Companies like Dumyah demonstrate that world-class digital platforms do not have to emerge exclusively from Silicon Valley or major global technology hubs. They can also be built in Amman by entrepreneurs who possess deep understanding of their local markets and an unwavering commitment to solving regional challenges.
Looking ahead, Kayed hopes Dumyah becomes more than a successful marketplace. He wants it to serve as an example for future founders—that globally relevant companies can emerge from Jordan while remaining deeply connected to the needs of their communities.
As the country’s digital economy continues to mature, he sees enormous opportunities for entrepreneurs willing to tackle complex problems across sectors such as logistics, fintech, healthcare, education, and artificial intelligence.
The future, he believes, belongs to founders who combine technological excellence with genuine empathy for the people they serve.

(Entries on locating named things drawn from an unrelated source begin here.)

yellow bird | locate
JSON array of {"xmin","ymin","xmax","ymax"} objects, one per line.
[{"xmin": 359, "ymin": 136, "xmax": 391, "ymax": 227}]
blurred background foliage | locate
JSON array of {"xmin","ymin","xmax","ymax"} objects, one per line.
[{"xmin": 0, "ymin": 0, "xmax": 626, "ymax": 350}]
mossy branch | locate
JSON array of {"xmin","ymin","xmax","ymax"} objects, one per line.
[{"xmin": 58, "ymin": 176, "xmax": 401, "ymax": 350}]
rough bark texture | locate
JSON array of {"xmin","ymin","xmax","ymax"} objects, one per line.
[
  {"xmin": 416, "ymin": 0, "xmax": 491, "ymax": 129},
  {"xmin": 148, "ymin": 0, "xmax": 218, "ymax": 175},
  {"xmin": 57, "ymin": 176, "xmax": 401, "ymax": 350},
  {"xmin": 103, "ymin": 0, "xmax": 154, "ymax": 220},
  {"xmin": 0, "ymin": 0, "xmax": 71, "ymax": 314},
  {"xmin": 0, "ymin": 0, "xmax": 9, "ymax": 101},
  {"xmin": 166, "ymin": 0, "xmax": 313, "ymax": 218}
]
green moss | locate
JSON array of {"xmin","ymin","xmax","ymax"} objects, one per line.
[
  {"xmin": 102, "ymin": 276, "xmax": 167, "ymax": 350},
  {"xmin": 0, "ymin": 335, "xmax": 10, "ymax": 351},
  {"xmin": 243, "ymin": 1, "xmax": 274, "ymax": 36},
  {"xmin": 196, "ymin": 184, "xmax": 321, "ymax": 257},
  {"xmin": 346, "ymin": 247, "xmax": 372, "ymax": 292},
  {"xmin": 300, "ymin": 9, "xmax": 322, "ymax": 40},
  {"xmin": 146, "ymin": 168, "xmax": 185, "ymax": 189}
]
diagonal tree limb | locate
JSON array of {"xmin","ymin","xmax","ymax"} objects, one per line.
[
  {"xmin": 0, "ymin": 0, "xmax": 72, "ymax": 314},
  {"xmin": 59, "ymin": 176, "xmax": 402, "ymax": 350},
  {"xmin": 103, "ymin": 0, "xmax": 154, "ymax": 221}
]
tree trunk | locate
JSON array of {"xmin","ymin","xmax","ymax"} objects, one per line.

Building the Infrastructure for the Future
Every successful marketplace eventually becomes something larger than the products it sells. Amazon is no longer simply an online retailer; it is infrastructure powering global commerce. Shopify enables millions of entrepreneurs to build digital businesses. Alibaba transformed how manufacturers and merchants connect across continents.

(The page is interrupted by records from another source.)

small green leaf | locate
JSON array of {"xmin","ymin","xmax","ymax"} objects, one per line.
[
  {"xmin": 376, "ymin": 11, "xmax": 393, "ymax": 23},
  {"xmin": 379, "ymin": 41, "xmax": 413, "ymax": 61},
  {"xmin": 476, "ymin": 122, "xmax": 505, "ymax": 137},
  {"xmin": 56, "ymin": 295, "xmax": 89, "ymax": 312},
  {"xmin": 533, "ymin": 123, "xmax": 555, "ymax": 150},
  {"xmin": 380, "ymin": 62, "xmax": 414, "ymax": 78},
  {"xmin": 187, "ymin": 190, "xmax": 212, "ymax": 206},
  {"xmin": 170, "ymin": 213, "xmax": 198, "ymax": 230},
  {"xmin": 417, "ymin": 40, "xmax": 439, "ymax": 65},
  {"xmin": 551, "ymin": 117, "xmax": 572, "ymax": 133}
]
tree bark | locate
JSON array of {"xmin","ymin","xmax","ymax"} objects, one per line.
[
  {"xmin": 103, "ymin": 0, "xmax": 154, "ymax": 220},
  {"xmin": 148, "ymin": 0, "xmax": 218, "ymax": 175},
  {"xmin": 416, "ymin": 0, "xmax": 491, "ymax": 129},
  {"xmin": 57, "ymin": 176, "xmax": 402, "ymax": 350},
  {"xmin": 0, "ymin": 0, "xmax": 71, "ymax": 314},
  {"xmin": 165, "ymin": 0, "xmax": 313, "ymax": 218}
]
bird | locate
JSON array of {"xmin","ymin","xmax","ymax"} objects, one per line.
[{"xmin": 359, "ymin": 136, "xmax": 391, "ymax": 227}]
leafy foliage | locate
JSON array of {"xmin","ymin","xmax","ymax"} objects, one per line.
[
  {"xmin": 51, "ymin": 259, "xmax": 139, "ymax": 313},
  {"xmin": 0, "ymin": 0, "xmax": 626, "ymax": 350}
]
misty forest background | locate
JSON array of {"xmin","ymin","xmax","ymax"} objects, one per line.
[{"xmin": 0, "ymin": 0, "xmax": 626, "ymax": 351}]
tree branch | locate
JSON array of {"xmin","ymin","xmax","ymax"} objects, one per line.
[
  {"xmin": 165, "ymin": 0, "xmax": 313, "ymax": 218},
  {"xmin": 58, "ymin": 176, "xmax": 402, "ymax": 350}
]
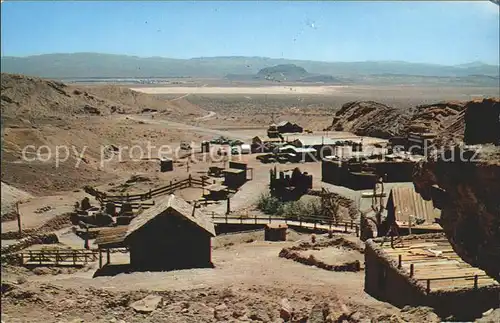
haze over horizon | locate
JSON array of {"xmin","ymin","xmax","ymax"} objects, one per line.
[{"xmin": 1, "ymin": 1, "xmax": 500, "ymax": 65}]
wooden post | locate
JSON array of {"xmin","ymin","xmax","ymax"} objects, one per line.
[{"xmin": 16, "ymin": 202, "xmax": 23, "ymax": 239}]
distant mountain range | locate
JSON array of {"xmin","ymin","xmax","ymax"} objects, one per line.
[{"xmin": 1, "ymin": 53, "xmax": 500, "ymax": 80}]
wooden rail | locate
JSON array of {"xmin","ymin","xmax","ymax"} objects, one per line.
[
  {"xmin": 18, "ymin": 249, "xmax": 99, "ymax": 266},
  {"xmin": 212, "ymin": 212, "xmax": 359, "ymax": 236}
]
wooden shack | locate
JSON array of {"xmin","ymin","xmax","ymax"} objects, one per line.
[
  {"xmin": 264, "ymin": 223, "xmax": 288, "ymax": 241},
  {"xmin": 276, "ymin": 121, "xmax": 304, "ymax": 133},
  {"xmin": 98, "ymin": 195, "xmax": 215, "ymax": 271},
  {"xmin": 387, "ymin": 186, "xmax": 442, "ymax": 232}
]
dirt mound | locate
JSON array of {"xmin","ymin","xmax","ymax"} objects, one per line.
[
  {"xmin": 408, "ymin": 101, "xmax": 466, "ymax": 133},
  {"xmin": 2, "ymin": 182, "xmax": 33, "ymax": 221},
  {"xmin": 328, "ymin": 101, "xmax": 409, "ymax": 138}
]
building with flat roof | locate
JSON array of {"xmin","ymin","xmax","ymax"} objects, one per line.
[
  {"xmin": 96, "ymin": 195, "xmax": 215, "ymax": 271},
  {"xmin": 365, "ymin": 234, "xmax": 500, "ymax": 321}
]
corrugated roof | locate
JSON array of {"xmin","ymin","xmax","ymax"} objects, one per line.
[
  {"xmin": 125, "ymin": 194, "xmax": 215, "ymax": 239},
  {"xmin": 94, "ymin": 225, "xmax": 128, "ymax": 247},
  {"xmin": 389, "ymin": 186, "xmax": 441, "ymax": 224}
]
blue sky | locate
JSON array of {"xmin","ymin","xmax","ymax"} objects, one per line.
[{"xmin": 1, "ymin": 0, "xmax": 500, "ymax": 65}]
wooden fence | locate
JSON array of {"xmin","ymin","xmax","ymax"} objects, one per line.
[
  {"xmin": 18, "ymin": 249, "xmax": 99, "ymax": 266},
  {"xmin": 212, "ymin": 212, "xmax": 359, "ymax": 236}
]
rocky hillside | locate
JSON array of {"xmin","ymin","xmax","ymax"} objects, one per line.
[
  {"xmin": 1, "ymin": 73, "xmax": 205, "ymax": 122},
  {"xmin": 329, "ymin": 98, "xmax": 500, "ymax": 144},
  {"xmin": 328, "ymin": 101, "xmax": 409, "ymax": 138},
  {"xmin": 414, "ymin": 145, "xmax": 500, "ymax": 279}
]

Kayed believes Dumyah is following a similar path within its own market. While consumers interact with the platform to purchase products, the company’s deeper mission is to build the infrastructure that enables thousands of merchants to participate in Jordan’s digital economy. Every supplier onboarded, every technology enhancement deployed, and every customer served strengthens an ecosystem that extends well beyond the company itself.
That perspective explains why Dumyah’s success cannot be measured solely through revenue or order volume. Its true impact lies in helping local businesses embrace digital transformation while making online commerce more accessible, reliable, and trusted for consumers across the country. In many ways, the company is helping shape the future of retail in Jordan.

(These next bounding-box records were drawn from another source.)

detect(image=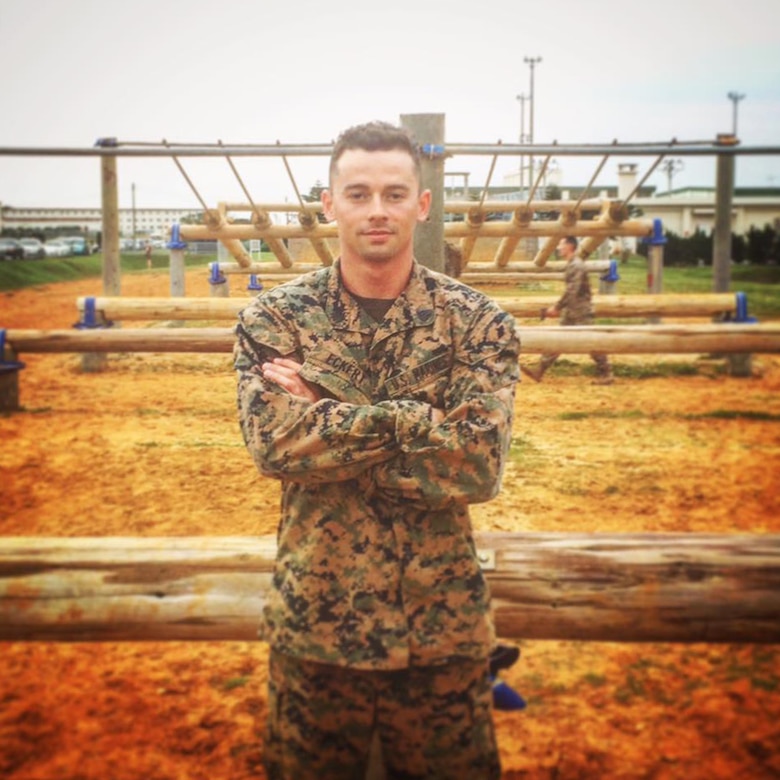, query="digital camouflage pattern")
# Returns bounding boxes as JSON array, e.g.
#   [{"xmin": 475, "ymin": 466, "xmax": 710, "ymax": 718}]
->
[
  {"xmin": 263, "ymin": 651, "xmax": 501, "ymax": 780},
  {"xmin": 235, "ymin": 262, "xmax": 520, "ymax": 669},
  {"xmin": 555, "ymin": 255, "xmax": 593, "ymax": 325}
]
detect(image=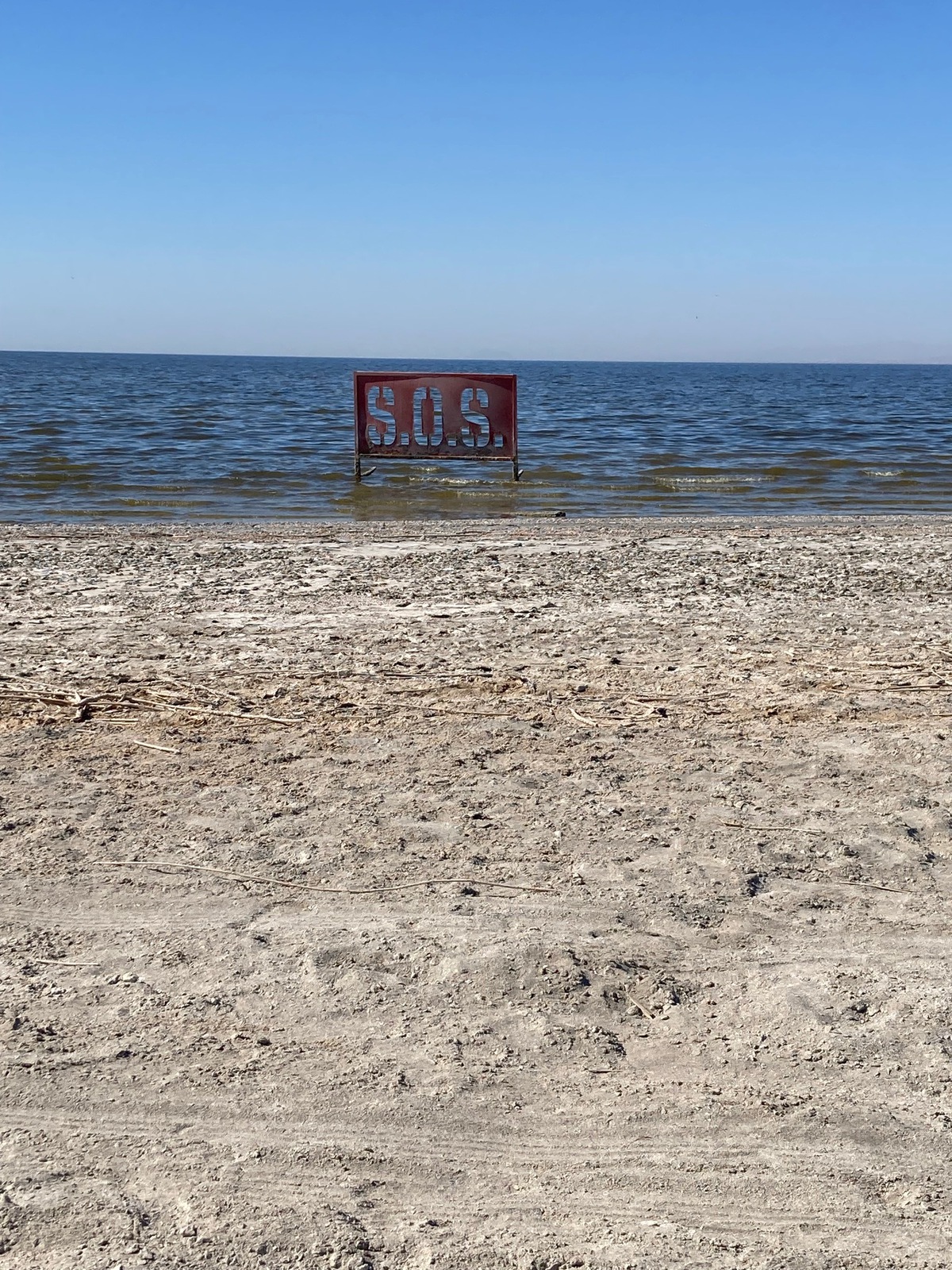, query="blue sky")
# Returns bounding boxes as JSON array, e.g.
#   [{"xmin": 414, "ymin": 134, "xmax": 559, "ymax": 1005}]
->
[{"xmin": 0, "ymin": 0, "xmax": 952, "ymax": 362}]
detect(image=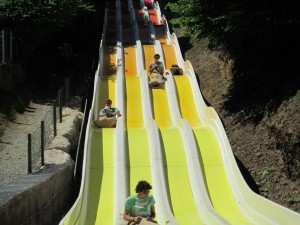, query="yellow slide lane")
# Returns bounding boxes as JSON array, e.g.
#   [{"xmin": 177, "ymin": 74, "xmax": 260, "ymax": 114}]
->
[
  {"xmin": 101, "ymin": 45, "xmax": 117, "ymax": 76},
  {"xmin": 173, "ymin": 67, "xmax": 250, "ymax": 224},
  {"xmin": 193, "ymin": 127, "xmax": 251, "ymax": 225},
  {"xmin": 143, "ymin": 45, "xmax": 156, "ymax": 77},
  {"xmin": 162, "ymin": 45, "xmax": 177, "ymax": 69},
  {"xmin": 160, "ymin": 128, "xmax": 204, "ymax": 225},
  {"xmin": 144, "ymin": 45, "xmax": 204, "ymax": 225},
  {"xmin": 125, "ymin": 72, "xmax": 152, "ymax": 199},
  {"xmin": 124, "ymin": 46, "xmax": 137, "ymax": 77},
  {"xmin": 125, "ymin": 77, "xmax": 144, "ymax": 128},
  {"xmin": 86, "ymin": 128, "xmax": 115, "ymax": 225},
  {"xmin": 173, "ymin": 75, "xmax": 201, "ymax": 127},
  {"xmin": 63, "ymin": 73, "xmax": 116, "ymax": 225}
]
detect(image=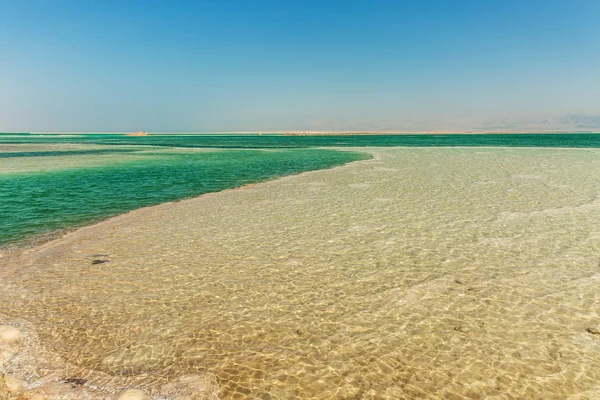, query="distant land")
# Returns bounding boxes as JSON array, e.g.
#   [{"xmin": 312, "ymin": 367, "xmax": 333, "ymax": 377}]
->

The Legacy He Hopes to Leave
When entrepreneurs are asked about legacy, many speak about valuations, market leadership, or global expansion. Kayed’s answer is noticeably different.
He hopes Dumyah will be remembered as a company that simplified people’s lives while creating opportunities for businesses to grow. If future entrepreneurs look at Dumyah and believe they too can build ambitious technology companies from Jordan, he will consider that one of his greatest achievements.
More importantly, he wants the company to demonstrate that long-term success is built through trust rather than shortcuts. Trust earned from customers. Trust built with suppliers. Trust developed within teams. Those relationships, he believes, create stronger businesses than any temporary competitive advantage.
Looking back, it is remarkable that Dumyah’s journey began with two expectant parents searching for baby products before the birth of their daughter. What started as a personal inconvenience has evolved into one of Jordan’s most recognized digital marketplaces, serving hundreds of thousands of customers while helping hundreds of businesses participate in the country’s digital economy.
For Kayed, however, the journey is far from over. The marketplace he envisioned years ago continues to evolve. New technologies will emerge, customer expectations will change, and commerce itself will look dramatically different over the next decade.
Yet one principle remains unchanged. The best companies are not built by chasing trends. They are built by solving real problems for real people.
That simple philosophy transformed a young father’s personal frustration into one of Jordan’s leading e-commerce platforms—and it continues to shape Dumyah’s vision for the future.